Ahead of Wone trial, latest hearing examines ''sexual assault'' theory with judge critical of prosecution claim

Following an April 5 status hearing ahead of the trial in the death of Robert Wone, set to begin May 10, there was a lessened likelihood that the prosecution would be allowed to use a sexual-assault theory in its case against the defendants, three gay men.

Wone, a 32-year-old attorney living in Oakton, Va., was found dead from stab wounds inside the Swann Street home of his college friend Joe Price on Aug. 2, 2006. Price, a prominent local gay attorney, shared the space with his partner, Victor Zaborsky, and their then-roommate Dylan Ward.
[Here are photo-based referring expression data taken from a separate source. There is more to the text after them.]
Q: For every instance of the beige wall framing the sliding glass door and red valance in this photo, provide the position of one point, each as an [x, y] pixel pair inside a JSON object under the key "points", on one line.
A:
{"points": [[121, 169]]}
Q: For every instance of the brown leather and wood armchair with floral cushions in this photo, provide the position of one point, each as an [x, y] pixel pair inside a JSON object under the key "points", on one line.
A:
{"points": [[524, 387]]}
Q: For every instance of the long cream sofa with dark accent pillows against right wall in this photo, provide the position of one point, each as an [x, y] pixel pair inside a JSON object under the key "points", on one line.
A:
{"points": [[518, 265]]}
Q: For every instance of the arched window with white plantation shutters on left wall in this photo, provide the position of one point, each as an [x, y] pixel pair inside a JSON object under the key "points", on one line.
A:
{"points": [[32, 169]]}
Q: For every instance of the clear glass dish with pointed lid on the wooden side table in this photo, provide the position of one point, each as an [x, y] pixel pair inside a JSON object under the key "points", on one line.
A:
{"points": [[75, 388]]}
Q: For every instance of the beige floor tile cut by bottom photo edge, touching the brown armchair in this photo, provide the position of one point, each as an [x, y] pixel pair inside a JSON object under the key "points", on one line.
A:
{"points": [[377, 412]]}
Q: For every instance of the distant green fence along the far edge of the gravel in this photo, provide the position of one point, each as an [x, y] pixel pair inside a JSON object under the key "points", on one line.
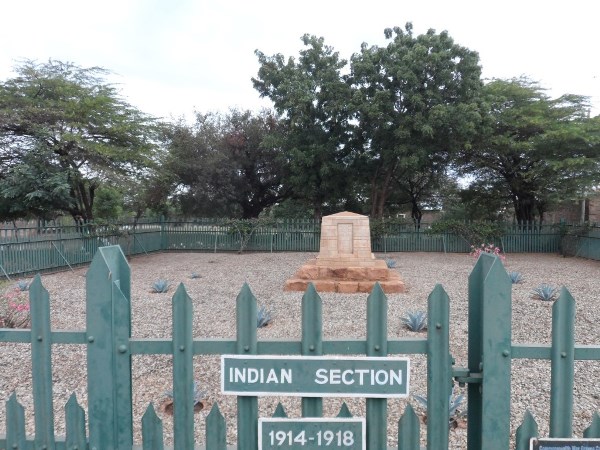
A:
{"points": [[41, 249]]}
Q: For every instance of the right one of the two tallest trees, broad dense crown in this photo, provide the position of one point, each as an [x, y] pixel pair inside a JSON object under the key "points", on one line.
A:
{"points": [[415, 101]]}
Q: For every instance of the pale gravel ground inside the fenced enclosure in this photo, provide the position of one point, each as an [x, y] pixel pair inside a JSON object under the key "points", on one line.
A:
{"points": [[214, 297]]}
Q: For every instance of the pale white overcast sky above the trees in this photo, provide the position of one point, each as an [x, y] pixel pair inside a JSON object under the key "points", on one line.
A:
{"points": [[172, 57]]}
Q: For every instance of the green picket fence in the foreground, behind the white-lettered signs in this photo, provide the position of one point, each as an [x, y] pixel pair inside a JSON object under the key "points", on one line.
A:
{"points": [[110, 348]]}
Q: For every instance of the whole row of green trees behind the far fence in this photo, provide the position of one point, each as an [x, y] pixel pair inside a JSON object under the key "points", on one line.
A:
{"points": [[405, 127]]}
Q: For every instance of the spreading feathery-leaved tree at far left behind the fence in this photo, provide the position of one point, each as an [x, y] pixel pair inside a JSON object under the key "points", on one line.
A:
{"points": [[70, 120]]}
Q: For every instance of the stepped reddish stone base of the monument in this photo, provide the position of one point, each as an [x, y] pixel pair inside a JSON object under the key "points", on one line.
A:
{"points": [[336, 276]]}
All three men claim an intruder killed Wone. They face obstruction of justice charges for allegedly tampering with the crime scene. No one has been charged with killing Wone.

D.C. Superior Court Judge Lynn Leibovitz spent much of the status hearing talking about what may or may not be argued at the trial.

Lois Goslinoski, deputy medical examiner in the Office of the Chief Medical Examiner for the District of Columbia, had stated in a 2008 court affidavit that she concluded the following when observing Wone’s body: ”The fact that Mr. Wone’s semen was found on and around his genitals, on his anus, and in his rectum is consistent with a sexual assault of some kind, especially in light of the assertions of Price, Zaborsky and Ward that Mr. Wone was heterosexual and had showered right before going to bed in the guestroom. Moreover there were many items and devices recovered from Ward’s bedroom designed to be inserted into one’s anal cavity.”

But Leibovitz told U.S. Attorney Glenn Kirschner at Monday’s hearing that Goslinoski may not be able to use that argument during her testimony if it’s based solely on speculation.

”She shouldn’t be allowed to burst out an opinion… [if it] holds no medical certainty, or reasonable medical certainty,” Leibovitz said.

Leibovitz also set an April 16 deadline for the prosecution to describe how it plans to use interviews and recordings of the defendants during the May trial: ”They talked a lot, and I need to know how you’re going to use it.”